Step into my transportation utopia: With the money saved from no longer funding driver salaries and pensions, Muni is able to buy hundreds of shiny new vehicles!  They have a support staff (of ex-drivers?) that will actually keep them clean.  ALL lines run every five minutes, because the only thing stopping that would be the size of the fleet–which I just fixed in afore mentioned sentence.  Rides cost one buck, unless you’re really old, really young, really poor or really don’t have a place to live.  MUNI RUNS ALL NIGHT LONG.  All lines, all night.  Let’s just take a moment to let that sink in.  I really want you to appreciate that last bit.  Finally, Elon Musk is so impressed with new Muni, (Newmi? Nuni… never-mind) he makes sleek new Tesla busses that don’t need wires to run!

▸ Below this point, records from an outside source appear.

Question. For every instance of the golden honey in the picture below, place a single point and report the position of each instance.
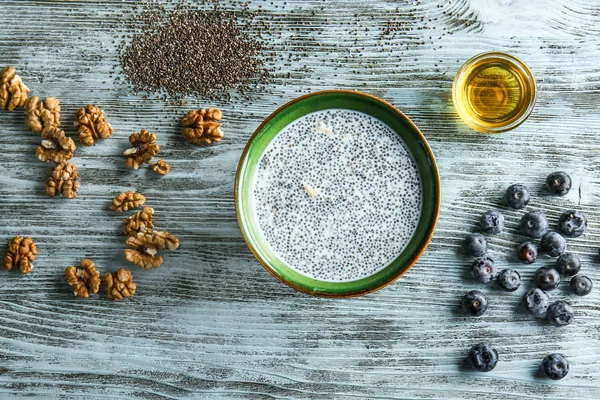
(494, 92)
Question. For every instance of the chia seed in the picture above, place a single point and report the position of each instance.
(194, 50)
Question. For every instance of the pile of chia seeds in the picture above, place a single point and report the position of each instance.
(193, 50)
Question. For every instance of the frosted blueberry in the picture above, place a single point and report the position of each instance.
(492, 222)
(483, 357)
(572, 223)
(517, 196)
(555, 366)
(553, 244)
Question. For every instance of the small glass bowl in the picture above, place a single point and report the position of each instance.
(470, 70)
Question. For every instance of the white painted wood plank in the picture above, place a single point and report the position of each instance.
(211, 323)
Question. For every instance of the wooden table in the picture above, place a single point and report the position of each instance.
(212, 323)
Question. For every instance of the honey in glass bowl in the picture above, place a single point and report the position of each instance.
(494, 92)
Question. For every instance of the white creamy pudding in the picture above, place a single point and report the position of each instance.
(337, 195)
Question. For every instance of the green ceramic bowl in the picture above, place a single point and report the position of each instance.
(353, 101)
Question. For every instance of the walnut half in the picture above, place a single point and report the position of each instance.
(20, 252)
(145, 248)
(41, 116)
(92, 125)
(201, 127)
(127, 200)
(55, 146)
(141, 221)
(85, 279)
(13, 92)
(119, 284)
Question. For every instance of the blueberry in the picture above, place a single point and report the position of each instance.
(492, 222)
(509, 280)
(476, 245)
(527, 252)
(555, 366)
(534, 224)
(483, 357)
(547, 278)
(581, 285)
(516, 196)
(572, 223)
(558, 183)
(475, 303)
(568, 264)
(536, 302)
(560, 313)
(553, 244)
(484, 270)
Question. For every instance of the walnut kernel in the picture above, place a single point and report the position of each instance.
(161, 167)
(13, 92)
(146, 246)
(144, 148)
(127, 200)
(92, 125)
(119, 284)
(85, 279)
(63, 180)
(55, 146)
(141, 221)
(43, 115)
(201, 127)
(20, 252)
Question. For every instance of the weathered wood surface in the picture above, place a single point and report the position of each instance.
(211, 323)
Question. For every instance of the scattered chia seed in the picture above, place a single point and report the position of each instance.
(193, 50)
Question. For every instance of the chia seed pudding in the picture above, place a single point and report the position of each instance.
(337, 195)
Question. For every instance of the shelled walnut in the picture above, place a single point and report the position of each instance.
(119, 284)
(63, 180)
(161, 167)
(56, 146)
(41, 116)
(201, 127)
(144, 148)
(141, 221)
(145, 248)
(20, 252)
(92, 125)
(85, 279)
(127, 200)
(13, 92)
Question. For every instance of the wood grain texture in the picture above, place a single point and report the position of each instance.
(211, 323)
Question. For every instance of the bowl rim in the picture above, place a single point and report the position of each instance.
(430, 230)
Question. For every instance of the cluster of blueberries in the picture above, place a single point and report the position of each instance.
(572, 223)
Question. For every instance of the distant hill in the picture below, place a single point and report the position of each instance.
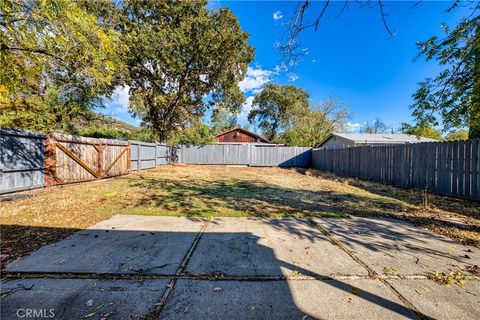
(99, 120)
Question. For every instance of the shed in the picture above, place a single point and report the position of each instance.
(240, 135)
(346, 140)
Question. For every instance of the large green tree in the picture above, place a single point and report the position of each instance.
(182, 59)
(310, 128)
(276, 107)
(197, 134)
(284, 115)
(423, 130)
(56, 62)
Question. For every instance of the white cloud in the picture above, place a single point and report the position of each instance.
(353, 127)
(255, 79)
(277, 15)
(280, 67)
(292, 77)
(246, 107)
(120, 98)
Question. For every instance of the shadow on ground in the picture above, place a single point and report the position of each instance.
(260, 199)
(132, 253)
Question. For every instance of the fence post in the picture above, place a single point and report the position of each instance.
(99, 148)
(50, 161)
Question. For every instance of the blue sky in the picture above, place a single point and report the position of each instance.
(351, 56)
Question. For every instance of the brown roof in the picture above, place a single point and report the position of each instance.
(256, 136)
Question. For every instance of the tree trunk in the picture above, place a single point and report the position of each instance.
(474, 130)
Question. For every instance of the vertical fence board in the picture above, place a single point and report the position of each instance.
(451, 168)
(22, 156)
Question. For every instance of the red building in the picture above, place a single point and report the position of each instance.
(240, 135)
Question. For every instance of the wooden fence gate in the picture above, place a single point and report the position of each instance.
(75, 159)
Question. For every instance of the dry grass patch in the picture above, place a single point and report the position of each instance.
(52, 213)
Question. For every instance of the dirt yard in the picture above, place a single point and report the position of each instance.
(51, 214)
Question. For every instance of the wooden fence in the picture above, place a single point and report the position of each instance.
(246, 154)
(146, 155)
(71, 159)
(451, 168)
(22, 156)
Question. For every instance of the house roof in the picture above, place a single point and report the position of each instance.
(256, 136)
(381, 138)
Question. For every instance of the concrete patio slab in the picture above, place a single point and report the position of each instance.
(78, 299)
(309, 299)
(254, 246)
(122, 244)
(395, 246)
(440, 302)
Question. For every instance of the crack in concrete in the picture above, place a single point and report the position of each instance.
(216, 276)
(158, 307)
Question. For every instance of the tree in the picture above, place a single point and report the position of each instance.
(454, 94)
(376, 127)
(56, 63)
(223, 120)
(182, 59)
(457, 135)
(276, 106)
(312, 127)
(198, 134)
(424, 130)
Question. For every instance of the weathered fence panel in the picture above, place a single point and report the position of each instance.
(75, 159)
(451, 168)
(246, 154)
(280, 156)
(22, 157)
(143, 155)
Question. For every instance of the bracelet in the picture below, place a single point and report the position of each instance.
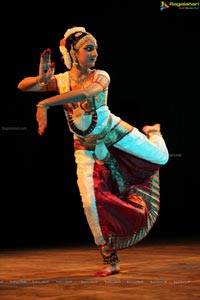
(41, 83)
(42, 106)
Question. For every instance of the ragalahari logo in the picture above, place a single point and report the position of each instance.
(179, 5)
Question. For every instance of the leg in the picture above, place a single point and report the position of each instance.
(110, 259)
(149, 146)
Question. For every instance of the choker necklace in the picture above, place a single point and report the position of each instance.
(78, 80)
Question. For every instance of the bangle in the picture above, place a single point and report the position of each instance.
(41, 83)
(42, 106)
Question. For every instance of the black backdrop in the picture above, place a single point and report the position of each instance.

But no.  Sadly, we do not live in the make-believe future world in my head.  All I’m asking for is to have a little vision when inventing your awesome new technology, Google.  Yes, I’m calling you short-sighted.

For now I’ll just suck it up and ride this wave while I’m on it.  I am, after all, an Uber/Sidecar driver.  I currently profit from both a poorly run public transit system and lack of other options to get around.  That being said, I do not want to be what amounts to a glorified cab driver for the rest of my life.  (Please, click on all the ads…)  I believe taxis provide a premium service and should be treated as such.  I couldn’t be more happy if one day I was put out of business.  But not before being able to support myself otherwise, of course.  Now get clicking!